Martin Häusling, agricultural policy spokesman of the Greens in the European Parliament and member of the Environment Committee, who has been campaigning for an agricultural turnaround for years, emphasised: "40% of pesticide use is completely senseless. The use of pesticides must be the exception and not the rule." The drastic reduction of pesticides is an urgent necessity, he said. With regard to the authorisation procedure, Häusling stated: "We are far away from an authorisation procedure that is safe enough to be relied on."

Organic sector's Alliance for Grandchildren-Friendly Agriculture "Ackergifte? No thanks"

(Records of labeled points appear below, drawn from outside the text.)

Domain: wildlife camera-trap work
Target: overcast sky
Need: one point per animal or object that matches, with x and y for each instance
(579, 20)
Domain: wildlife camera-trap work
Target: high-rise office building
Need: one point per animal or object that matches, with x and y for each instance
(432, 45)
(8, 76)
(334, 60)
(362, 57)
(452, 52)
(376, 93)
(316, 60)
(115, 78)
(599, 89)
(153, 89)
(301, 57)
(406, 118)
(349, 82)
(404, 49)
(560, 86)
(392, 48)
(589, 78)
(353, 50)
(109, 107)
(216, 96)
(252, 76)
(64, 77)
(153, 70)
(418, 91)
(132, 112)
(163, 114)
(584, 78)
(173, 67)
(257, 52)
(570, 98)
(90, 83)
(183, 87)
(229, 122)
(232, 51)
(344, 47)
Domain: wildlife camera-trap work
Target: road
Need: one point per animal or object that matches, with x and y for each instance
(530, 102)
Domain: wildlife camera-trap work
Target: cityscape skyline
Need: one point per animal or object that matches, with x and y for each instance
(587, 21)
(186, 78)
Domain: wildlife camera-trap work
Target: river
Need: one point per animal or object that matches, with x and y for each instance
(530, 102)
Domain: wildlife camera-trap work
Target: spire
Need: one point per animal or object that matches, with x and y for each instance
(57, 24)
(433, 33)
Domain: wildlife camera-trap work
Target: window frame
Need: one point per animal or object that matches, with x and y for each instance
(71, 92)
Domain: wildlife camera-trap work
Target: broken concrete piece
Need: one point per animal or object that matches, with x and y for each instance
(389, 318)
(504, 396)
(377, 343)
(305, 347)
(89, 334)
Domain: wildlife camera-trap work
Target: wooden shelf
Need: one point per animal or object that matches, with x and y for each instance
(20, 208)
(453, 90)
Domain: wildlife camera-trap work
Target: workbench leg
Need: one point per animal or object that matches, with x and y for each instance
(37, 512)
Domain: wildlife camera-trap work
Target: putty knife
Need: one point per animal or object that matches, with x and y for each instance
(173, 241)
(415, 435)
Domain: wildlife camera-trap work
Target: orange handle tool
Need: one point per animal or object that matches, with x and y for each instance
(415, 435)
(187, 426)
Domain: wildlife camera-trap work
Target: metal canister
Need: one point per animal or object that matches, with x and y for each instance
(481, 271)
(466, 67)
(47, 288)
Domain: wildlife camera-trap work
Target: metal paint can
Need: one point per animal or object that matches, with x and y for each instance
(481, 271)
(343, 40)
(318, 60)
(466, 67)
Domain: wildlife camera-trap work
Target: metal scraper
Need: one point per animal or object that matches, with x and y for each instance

Pesticide reduction regulation proposal postponed

European Commission representative Andrew Owen-Griffiths said of the new Sustainable Use of Pesticides Regulation under the Farm to Fork Strategy: "We are not going to water down the regulation. The proposal for the regulation is fixed and there will be no more changes." Owen-Griffiths dismissed accusations that the publication of the regulation had been postponed due to pressure from the agricultural lobby. The postponement would only have to do with prioritisation due to the Ukraine war. The publication could probably be expected on 22 June, but in any case before the parliamentary summer recess.


Appeal to politics and industry

Johanna Bär states in her closing remarks: "Our study provides the basis for change. The issue of phasing out pesticides must finally become part of everyday social and political life. We hope that the EU Commission will make the right decisions and not water down the goals of the Farm-to-Fork Strategy." In addition to politicians, BEL board member Johannes Heimrath also appeals to the industry:

"Just turn their paradigm around. Move away from the battle metaphor to the care metaphor, i.e. from pathogenesis to salutogenesis. Find things that nourish and protect instead of things that kill and destroy."